Irresistible & tender
The fruit is yellow when ripe and is the size of a small apple. It can't compete much in a beauty contest since the surface is not that smooth, but if you put your nose to it an amazing floral scent will tickle your nostrils. Actually, it’s botanically related to the rose family, and in the same token that makes it related to apples and pears. The taste of it will remind you of these when it is cooked. In fact, it has an astringent flavor profile in its raw state and is not enjoyable. It's said that it was the famed fruit that Adam and Eve bit into instead of an apple.
Enough with the story telling.
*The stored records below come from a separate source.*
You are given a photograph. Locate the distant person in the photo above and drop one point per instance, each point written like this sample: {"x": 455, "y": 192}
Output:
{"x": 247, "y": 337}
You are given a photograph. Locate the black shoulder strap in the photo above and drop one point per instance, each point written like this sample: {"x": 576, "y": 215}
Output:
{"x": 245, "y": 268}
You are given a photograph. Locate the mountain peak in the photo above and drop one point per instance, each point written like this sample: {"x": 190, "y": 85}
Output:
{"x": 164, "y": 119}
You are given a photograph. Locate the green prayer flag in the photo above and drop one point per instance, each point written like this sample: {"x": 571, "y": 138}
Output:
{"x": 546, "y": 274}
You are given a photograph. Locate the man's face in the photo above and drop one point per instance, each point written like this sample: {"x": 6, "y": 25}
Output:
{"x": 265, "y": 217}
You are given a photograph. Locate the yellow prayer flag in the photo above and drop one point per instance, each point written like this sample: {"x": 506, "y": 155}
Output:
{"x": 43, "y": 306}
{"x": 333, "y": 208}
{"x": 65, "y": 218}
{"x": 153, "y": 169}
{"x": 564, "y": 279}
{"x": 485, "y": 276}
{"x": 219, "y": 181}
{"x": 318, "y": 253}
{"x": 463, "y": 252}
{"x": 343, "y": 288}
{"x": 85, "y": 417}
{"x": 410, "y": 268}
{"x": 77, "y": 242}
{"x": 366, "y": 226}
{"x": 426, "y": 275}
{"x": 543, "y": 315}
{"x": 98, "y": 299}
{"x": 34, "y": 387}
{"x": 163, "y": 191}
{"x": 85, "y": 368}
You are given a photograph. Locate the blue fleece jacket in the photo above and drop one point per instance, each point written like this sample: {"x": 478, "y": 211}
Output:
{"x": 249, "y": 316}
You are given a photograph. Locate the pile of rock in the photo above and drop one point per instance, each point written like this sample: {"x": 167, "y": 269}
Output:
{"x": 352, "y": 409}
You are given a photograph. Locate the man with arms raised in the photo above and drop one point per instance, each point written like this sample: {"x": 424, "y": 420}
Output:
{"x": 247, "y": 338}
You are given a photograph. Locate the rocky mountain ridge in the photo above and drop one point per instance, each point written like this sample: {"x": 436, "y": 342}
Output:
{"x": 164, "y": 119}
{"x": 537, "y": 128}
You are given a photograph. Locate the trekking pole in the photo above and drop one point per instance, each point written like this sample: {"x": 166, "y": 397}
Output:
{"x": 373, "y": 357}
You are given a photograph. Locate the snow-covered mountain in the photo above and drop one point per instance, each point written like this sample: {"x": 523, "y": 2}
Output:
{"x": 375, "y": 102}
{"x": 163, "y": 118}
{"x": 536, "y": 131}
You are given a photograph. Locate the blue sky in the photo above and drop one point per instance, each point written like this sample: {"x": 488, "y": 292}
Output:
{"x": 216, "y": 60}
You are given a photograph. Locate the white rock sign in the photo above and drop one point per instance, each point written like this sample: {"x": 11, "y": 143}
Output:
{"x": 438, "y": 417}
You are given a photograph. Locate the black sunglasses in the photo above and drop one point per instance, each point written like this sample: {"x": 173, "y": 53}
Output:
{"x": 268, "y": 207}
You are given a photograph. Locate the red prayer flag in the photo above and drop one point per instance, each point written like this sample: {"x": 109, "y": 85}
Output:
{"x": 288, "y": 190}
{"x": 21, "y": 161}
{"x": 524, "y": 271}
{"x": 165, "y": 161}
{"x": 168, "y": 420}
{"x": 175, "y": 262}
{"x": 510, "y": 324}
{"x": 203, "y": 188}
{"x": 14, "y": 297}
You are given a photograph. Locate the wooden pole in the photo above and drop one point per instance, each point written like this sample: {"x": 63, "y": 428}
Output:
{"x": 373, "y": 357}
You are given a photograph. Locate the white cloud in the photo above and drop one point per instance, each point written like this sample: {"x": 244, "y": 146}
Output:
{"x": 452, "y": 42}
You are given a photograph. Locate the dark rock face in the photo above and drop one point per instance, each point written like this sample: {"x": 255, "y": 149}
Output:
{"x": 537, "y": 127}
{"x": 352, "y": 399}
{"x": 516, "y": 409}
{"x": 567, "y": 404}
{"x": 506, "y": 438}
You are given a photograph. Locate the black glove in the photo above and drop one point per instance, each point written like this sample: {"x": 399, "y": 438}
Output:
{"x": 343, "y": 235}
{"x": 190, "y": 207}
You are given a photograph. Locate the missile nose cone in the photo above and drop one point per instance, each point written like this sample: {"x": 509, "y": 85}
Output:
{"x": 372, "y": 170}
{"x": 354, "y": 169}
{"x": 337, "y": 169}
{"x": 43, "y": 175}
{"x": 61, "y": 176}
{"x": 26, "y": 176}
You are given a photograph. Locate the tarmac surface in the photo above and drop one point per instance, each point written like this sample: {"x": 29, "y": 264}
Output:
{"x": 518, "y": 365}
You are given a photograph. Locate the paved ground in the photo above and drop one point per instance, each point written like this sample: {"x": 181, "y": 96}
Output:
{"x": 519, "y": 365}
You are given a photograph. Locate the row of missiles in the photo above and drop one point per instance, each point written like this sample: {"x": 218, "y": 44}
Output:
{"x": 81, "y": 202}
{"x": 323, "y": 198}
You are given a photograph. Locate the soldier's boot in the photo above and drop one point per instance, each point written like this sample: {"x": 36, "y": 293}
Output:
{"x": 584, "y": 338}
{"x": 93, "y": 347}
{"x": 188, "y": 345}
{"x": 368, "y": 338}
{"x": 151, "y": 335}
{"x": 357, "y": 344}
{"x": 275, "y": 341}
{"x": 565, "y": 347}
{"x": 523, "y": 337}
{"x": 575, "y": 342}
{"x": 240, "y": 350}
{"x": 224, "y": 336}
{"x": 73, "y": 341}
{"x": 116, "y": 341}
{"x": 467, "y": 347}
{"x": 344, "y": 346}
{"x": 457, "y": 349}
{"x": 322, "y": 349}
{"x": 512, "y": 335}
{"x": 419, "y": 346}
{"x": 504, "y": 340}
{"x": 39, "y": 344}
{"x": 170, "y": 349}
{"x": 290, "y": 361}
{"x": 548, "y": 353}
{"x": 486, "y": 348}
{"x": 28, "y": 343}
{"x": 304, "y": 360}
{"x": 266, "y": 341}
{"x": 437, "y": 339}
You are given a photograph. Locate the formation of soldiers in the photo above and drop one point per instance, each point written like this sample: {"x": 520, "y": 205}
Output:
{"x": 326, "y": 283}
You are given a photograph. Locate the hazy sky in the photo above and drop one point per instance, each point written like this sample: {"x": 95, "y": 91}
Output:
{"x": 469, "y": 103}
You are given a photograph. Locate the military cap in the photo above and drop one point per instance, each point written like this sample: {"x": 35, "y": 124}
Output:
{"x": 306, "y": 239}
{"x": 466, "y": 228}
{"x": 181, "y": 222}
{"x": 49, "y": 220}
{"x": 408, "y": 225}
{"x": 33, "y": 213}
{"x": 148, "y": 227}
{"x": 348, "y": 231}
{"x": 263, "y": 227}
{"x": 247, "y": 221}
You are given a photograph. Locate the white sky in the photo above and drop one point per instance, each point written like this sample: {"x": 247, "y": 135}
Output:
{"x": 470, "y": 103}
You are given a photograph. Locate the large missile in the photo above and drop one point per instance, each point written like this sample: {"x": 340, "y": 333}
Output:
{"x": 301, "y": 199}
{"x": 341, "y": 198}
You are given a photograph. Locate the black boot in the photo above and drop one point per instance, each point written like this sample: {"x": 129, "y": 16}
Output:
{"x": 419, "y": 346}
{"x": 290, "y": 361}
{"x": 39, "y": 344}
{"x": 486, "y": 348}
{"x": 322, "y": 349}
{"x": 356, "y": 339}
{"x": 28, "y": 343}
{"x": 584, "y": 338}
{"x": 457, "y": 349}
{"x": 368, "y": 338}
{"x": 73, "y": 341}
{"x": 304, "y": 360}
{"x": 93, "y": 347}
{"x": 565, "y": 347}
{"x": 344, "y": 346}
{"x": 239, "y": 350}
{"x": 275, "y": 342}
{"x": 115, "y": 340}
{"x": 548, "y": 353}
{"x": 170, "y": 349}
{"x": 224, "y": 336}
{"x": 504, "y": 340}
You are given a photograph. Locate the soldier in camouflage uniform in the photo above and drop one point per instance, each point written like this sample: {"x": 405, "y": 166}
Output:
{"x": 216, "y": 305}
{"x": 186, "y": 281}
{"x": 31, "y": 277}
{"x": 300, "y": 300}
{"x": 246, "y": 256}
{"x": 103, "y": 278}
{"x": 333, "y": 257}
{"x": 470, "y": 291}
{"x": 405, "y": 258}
You might have solved the riddle by now.
I'm writing about quince! The quince is one of those fruits that stresses a cook’s brain cells more than a little bit. In order to bring the raw fruit’s seductive rose scent to a dinner’s plate, it needs to be cooked. After some time in a flavorful broth, its yellow color becomes a feminine pink with a tender texture. Its high natural pectin content makes it ideal for preserving. It can also be crushed with a table fork or simply put in a food processor, which makes it spreadable on breakfast toast. To me it has a delectable mouth-feel that can be described as soft with a gentle texture. Cooked wedges of quince are also terrific grilled. My favorite combinations to serving them with are venison or pork.
Let’s cook quince
When it’s available at your local food market, I encourage you to look out for quince and pick a few pieces up. Follow this simple cooking method below to make your quinces shine.
(recipe for 4 pieces quince)
3 cups water
1 cup agave
1 tablespoon honey
1 stick cinnamon or 1/4 teaspoon powder
1/4 teaspoon nutmeg
Pinch of clove powder, optional
1/2 vanilla bean (see chef's tip below)
10 grindings black pepper from a mill
1/4 teaspoon sea salt
1) Peel quinces with a vegetable peeler and cut into four wedges. Remove the cores with a small paring knife.
2) Combine quince and all other ingredients in a gallon-sized pot.
3) On high heat bring mixture to a boil then lower to a simmer and cook for 60 minutes. At this point the quinces should be soft when pierced with a knife – if not, cook another 20 minutes.
Chef's tip: I recommend using intensely flavorful vanilla bean in this recipe instead of vanilla extract; it will make the quince particularly enjoyable. I suggest to do the following: With a small knife cut the vanilla bean lengthwise, open, then scrape out the small black seeds with the back of the knife. Cook vanilla seeds and the scraped vanilla pod in the cooking liquid. Store the leftover piece of vanilla bean in saran wrap in the freezer.
Chef's note: Poaching describes the cooking process where liquid stays just under the boiling point. It retains the natural identity of the item being poached. If you own a cooking thermometer, use it during the poaching process to keep the liquid around 190 degrees Fahrenheit. To me, that's the ideal poaching temperature for quince.